The disabled toilet is occupied.

“TOILET! TOILET!! TOILET!!!”

Heads whip round.

What a racket. Why doesn't she shush him?

Can a head really turn that fast without doing it's owner an injury? If rubbernecking ever becomes an Olympic sport, Team GB is a shoe-in for gold. Matthew is becoming increasingly agitated. How did it get so hot in here? Sweat trickles down the back of my neck. Ladies it is. We're going in, and it might not be pretty.

Horrible blueish lights in here. To stop people injecting drugs by making their veins hard to see? Energy saving? Just because someone liked them? It doesn't really matter.

Now Matthew's hands are clamped to his ears.

What's that laddie doing? He's too big: should be in the gents.

“DRYER”

“No, it's OK, no-one is using the dryer, on we go”

“DRYER”

“No, it's OK......”

Hand dryers are scary. An assault on the senses. The air pressure changes. Any bits of fluff or paper on the floor are flung around by the turbulence. Lets just hope we can get through this without one going off.

We're in, we are out. Hands washed.

“No, it's OK, Matthew, I'm not going to use the dryer”

He takes no chances though. He's been here before. Experience makes him cautious. Hands over ears, one arm linked through mine, we make our way back into the shop. I'm bent over sideways. Do we look strange? I'm sure we do. I know I'm being watched but I've got work to do.

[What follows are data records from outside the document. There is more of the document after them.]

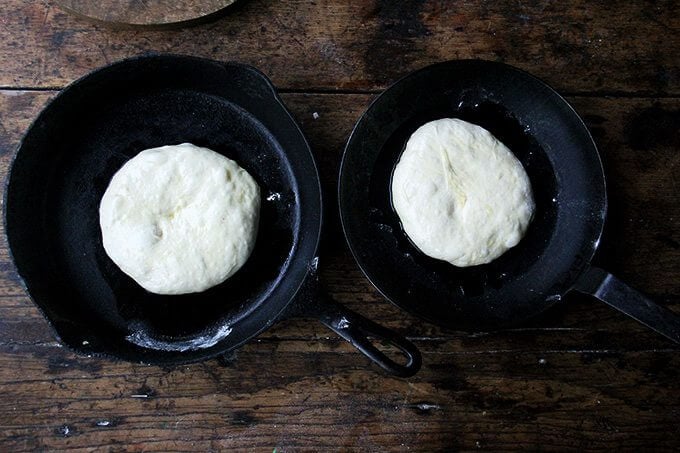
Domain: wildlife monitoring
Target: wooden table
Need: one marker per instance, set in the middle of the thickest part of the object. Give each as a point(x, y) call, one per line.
point(581, 377)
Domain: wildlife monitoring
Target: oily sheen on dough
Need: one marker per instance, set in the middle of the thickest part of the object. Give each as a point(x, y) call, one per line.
point(461, 195)
point(180, 219)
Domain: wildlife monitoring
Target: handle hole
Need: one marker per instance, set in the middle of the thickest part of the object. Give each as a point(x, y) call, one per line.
point(393, 352)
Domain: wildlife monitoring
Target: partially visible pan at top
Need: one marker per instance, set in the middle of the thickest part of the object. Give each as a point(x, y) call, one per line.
point(65, 162)
point(565, 170)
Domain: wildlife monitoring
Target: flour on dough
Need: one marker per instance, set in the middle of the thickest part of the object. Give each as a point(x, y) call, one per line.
point(461, 195)
point(180, 219)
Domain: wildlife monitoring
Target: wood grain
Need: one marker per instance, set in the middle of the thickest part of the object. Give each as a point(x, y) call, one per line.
point(577, 46)
point(580, 378)
point(146, 12)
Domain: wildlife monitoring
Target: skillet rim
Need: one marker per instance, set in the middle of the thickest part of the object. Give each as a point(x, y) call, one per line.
point(577, 269)
point(160, 357)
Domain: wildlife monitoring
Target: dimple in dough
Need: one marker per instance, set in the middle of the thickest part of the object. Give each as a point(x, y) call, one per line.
point(180, 219)
point(461, 195)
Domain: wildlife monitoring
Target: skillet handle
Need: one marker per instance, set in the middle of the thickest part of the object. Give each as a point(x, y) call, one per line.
point(356, 330)
point(612, 291)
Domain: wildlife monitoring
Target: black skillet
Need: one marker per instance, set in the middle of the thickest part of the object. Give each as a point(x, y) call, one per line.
point(561, 159)
point(66, 161)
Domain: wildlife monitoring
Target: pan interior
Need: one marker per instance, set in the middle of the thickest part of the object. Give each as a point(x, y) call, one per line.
point(62, 170)
point(554, 148)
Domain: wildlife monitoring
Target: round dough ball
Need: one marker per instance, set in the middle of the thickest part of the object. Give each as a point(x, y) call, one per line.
point(461, 195)
point(180, 219)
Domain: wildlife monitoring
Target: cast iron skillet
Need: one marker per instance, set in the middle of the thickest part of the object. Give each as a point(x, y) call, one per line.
point(66, 161)
point(559, 154)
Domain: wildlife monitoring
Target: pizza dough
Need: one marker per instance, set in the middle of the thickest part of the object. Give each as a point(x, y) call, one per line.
point(461, 195)
point(180, 219)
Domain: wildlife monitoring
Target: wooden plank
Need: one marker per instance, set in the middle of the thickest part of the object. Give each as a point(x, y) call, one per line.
point(578, 46)
point(293, 395)
point(582, 377)
point(643, 214)
point(148, 12)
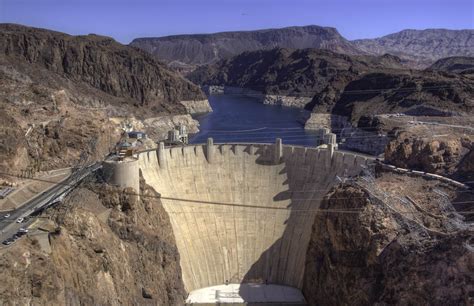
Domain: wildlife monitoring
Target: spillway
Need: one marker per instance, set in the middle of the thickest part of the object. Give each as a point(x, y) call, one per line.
point(243, 213)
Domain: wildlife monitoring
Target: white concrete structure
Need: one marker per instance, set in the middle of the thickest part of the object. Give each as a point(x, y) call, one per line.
point(242, 213)
point(246, 293)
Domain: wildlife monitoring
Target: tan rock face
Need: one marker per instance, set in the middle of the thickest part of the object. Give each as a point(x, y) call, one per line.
point(384, 251)
point(442, 156)
point(110, 249)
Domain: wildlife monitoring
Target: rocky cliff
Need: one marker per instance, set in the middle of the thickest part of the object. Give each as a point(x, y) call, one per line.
point(208, 48)
point(421, 47)
point(58, 94)
point(350, 86)
point(288, 72)
point(389, 242)
point(100, 62)
point(456, 64)
point(449, 155)
point(102, 247)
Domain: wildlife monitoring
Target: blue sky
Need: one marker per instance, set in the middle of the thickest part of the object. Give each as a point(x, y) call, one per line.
point(125, 20)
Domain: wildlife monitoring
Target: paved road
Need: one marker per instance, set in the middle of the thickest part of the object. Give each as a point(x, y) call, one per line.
point(8, 226)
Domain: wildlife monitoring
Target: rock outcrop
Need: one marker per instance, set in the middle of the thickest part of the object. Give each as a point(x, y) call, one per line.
point(109, 248)
point(456, 64)
point(450, 155)
point(350, 86)
point(300, 73)
point(208, 48)
point(370, 248)
point(100, 62)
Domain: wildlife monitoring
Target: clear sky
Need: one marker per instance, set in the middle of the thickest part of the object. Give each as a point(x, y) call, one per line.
point(125, 20)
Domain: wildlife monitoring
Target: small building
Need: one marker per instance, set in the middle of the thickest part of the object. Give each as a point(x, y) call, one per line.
point(4, 192)
point(177, 136)
point(137, 135)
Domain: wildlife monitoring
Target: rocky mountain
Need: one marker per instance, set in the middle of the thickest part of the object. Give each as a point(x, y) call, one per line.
point(416, 48)
point(101, 63)
point(209, 48)
point(393, 243)
point(105, 247)
point(61, 95)
point(304, 72)
point(422, 47)
point(457, 64)
point(350, 86)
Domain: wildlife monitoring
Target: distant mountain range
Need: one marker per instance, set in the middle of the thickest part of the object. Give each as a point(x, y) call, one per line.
point(418, 48)
point(348, 85)
point(98, 63)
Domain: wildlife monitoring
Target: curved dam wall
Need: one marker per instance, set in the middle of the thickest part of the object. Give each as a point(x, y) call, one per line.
point(243, 212)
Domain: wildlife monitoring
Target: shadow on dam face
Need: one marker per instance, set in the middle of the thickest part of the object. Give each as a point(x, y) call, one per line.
point(243, 213)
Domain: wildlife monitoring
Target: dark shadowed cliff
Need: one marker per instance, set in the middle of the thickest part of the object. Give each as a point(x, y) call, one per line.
point(100, 62)
point(457, 64)
point(416, 48)
point(350, 86)
point(208, 48)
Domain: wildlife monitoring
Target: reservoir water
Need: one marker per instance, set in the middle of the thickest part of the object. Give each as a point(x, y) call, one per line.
point(238, 118)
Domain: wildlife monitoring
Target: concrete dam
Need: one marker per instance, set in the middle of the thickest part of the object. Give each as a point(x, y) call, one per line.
point(243, 213)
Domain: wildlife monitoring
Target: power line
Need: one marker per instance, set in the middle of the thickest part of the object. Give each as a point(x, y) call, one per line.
point(242, 205)
point(299, 93)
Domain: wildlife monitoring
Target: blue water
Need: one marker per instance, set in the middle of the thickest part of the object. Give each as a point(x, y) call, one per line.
point(242, 119)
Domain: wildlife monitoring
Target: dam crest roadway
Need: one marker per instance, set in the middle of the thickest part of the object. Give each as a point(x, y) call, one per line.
point(240, 213)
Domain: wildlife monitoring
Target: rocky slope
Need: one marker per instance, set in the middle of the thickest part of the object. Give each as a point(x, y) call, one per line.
point(421, 47)
point(417, 48)
point(100, 62)
point(456, 64)
point(289, 72)
point(449, 155)
point(208, 48)
point(349, 86)
point(58, 94)
point(108, 248)
point(387, 251)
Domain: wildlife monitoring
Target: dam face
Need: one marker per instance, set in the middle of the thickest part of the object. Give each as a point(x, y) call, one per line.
point(243, 213)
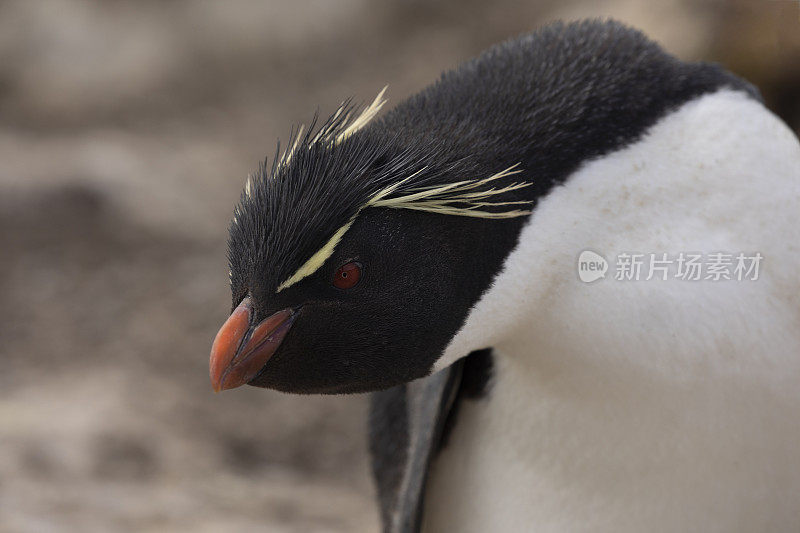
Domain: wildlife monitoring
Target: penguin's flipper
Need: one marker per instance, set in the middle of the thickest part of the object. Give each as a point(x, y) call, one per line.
point(406, 425)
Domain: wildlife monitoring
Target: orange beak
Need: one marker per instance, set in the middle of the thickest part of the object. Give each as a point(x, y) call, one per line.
point(241, 349)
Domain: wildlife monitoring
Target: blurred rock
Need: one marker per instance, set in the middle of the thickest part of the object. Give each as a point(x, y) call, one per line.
point(126, 131)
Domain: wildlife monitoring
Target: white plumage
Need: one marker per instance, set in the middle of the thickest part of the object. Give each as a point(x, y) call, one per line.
point(642, 405)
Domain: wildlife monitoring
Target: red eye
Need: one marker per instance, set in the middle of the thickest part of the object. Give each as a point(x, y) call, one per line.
point(347, 275)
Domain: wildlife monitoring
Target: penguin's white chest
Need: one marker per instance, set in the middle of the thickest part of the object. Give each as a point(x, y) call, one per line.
point(641, 405)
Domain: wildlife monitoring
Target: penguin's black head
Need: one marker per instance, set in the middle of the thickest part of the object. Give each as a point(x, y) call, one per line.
point(356, 258)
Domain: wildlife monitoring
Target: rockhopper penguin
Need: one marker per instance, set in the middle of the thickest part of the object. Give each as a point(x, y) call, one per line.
point(430, 255)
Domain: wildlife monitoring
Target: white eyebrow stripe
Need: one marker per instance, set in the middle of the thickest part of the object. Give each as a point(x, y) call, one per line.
point(432, 199)
point(318, 259)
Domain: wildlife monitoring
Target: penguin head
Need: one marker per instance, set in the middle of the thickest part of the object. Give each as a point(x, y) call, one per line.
point(356, 257)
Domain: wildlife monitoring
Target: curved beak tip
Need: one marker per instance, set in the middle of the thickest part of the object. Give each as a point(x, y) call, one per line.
point(241, 349)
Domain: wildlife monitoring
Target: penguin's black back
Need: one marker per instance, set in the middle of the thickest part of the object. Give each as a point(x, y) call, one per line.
point(549, 100)
point(556, 97)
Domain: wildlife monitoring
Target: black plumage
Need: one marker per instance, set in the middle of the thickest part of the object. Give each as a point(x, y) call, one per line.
point(548, 101)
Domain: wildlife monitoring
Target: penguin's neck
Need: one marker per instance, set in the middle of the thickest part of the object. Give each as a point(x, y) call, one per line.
point(641, 405)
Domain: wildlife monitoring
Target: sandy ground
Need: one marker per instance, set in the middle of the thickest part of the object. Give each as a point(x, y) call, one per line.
point(126, 131)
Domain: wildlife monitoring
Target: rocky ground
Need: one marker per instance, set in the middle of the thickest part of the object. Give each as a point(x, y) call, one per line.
point(126, 131)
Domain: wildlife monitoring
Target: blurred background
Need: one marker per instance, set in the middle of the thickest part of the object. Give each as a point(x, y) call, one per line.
point(127, 129)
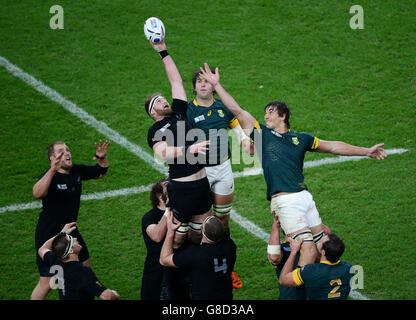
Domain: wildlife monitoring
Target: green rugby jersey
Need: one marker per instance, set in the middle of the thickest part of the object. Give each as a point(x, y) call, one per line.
point(217, 118)
point(282, 158)
point(325, 280)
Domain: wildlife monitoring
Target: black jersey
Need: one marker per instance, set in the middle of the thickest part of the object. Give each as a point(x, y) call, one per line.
point(210, 266)
point(61, 204)
point(78, 283)
point(174, 130)
point(152, 265)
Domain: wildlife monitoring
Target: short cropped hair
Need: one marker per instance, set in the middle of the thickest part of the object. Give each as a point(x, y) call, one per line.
point(214, 229)
point(195, 77)
point(282, 109)
point(51, 148)
point(334, 248)
point(59, 244)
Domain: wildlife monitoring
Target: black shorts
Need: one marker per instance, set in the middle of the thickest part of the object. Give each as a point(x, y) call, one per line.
point(84, 255)
point(191, 198)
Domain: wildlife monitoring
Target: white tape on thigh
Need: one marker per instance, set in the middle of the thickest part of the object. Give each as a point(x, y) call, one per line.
point(196, 226)
point(221, 211)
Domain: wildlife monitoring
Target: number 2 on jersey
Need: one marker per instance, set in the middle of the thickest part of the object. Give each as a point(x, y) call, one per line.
point(334, 293)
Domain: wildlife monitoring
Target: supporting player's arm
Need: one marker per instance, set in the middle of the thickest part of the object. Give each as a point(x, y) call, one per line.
point(47, 246)
point(345, 149)
point(166, 152)
point(274, 253)
point(172, 72)
point(245, 119)
point(286, 276)
point(166, 254)
point(157, 231)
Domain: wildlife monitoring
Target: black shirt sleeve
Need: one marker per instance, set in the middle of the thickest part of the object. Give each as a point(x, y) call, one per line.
point(151, 136)
point(179, 106)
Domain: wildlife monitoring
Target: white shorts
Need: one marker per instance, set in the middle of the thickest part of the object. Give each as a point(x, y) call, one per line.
point(296, 211)
point(221, 178)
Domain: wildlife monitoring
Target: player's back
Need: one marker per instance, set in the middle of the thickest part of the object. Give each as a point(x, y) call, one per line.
point(327, 281)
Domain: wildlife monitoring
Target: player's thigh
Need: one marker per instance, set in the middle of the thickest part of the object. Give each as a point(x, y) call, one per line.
point(195, 226)
point(189, 198)
point(291, 212)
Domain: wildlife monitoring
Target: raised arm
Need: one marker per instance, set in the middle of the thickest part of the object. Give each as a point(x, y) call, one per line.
point(101, 154)
point(345, 149)
point(172, 72)
point(245, 119)
point(40, 189)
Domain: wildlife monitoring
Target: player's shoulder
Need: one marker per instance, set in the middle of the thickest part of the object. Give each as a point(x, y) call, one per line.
point(218, 103)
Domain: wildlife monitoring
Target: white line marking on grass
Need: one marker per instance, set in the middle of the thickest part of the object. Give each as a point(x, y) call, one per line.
point(317, 163)
point(83, 115)
point(142, 154)
point(90, 196)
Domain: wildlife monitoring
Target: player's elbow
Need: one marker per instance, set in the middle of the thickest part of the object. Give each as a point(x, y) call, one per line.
point(38, 194)
point(274, 259)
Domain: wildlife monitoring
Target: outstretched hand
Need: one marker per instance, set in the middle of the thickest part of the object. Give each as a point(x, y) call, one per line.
point(101, 149)
point(200, 147)
point(377, 152)
point(171, 225)
point(158, 46)
point(69, 227)
point(212, 78)
point(56, 163)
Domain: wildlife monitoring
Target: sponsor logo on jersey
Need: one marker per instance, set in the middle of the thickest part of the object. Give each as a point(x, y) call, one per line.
point(295, 140)
point(199, 118)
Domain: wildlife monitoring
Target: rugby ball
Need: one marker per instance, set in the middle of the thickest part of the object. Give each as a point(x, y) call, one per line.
point(154, 30)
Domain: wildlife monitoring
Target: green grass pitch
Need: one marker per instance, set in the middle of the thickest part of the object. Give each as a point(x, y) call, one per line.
point(357, 86)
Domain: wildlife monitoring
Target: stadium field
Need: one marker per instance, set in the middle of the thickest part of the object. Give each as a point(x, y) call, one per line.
point(89, 80)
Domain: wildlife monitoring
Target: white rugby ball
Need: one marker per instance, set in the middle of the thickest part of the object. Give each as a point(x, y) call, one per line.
point(154, 30)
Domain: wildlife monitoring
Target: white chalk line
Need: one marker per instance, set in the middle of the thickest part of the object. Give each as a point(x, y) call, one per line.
point(137, 150)
point(83, 115)
point(241, 174)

“Good boy, Matthew, it's OK, we're back in the shop, dryer is gone”

Eh? Why doesn't she just make him walk properly?

Shelves and shelves of things to eat and play with. Trolleys and people coming from every direction. Giant freezers hum. A hundred beeps per minute from the scanners, all slightly out of sync. Chatter. Children crying. Dishes clattering and the faintly unpleasant odour of everything with chips being prepared in the café.

We head deep into the shop. It was cold near the freezers but now it's so hot. Milk. Far from the doors. Deeper and deeper. Avoid the sweetie aisle for now. To throw us, the supermarket changes it's layout now and then. I'm sharp enough to take avoiding action when necessary. Almost there. We're here. Basket on the floor. Matthew by the hand. One, two cartons into the basket. Matthew has held up well so far. Time for him to choose a treat.

I relax a little. Rookie error. Matthew slips his hand from mine and he's off. He has carried out his own visual sweep of his surroundings and spotted something I've missed. He's on it like heat-seeking missile. Packets of sweets at the end of an aisle. Of course. A well known tactic of the supermarket. How could I have forgotten? I thought we were relatively safe.

Some people just can't control their children.

Snap decision. Drop the basket and run? Just run? I choose the latter – damage limitation is all I can do now and keeping hold of the goods will make our escape a little quicker. He's at the sweets. Two packets ripped from their hooks.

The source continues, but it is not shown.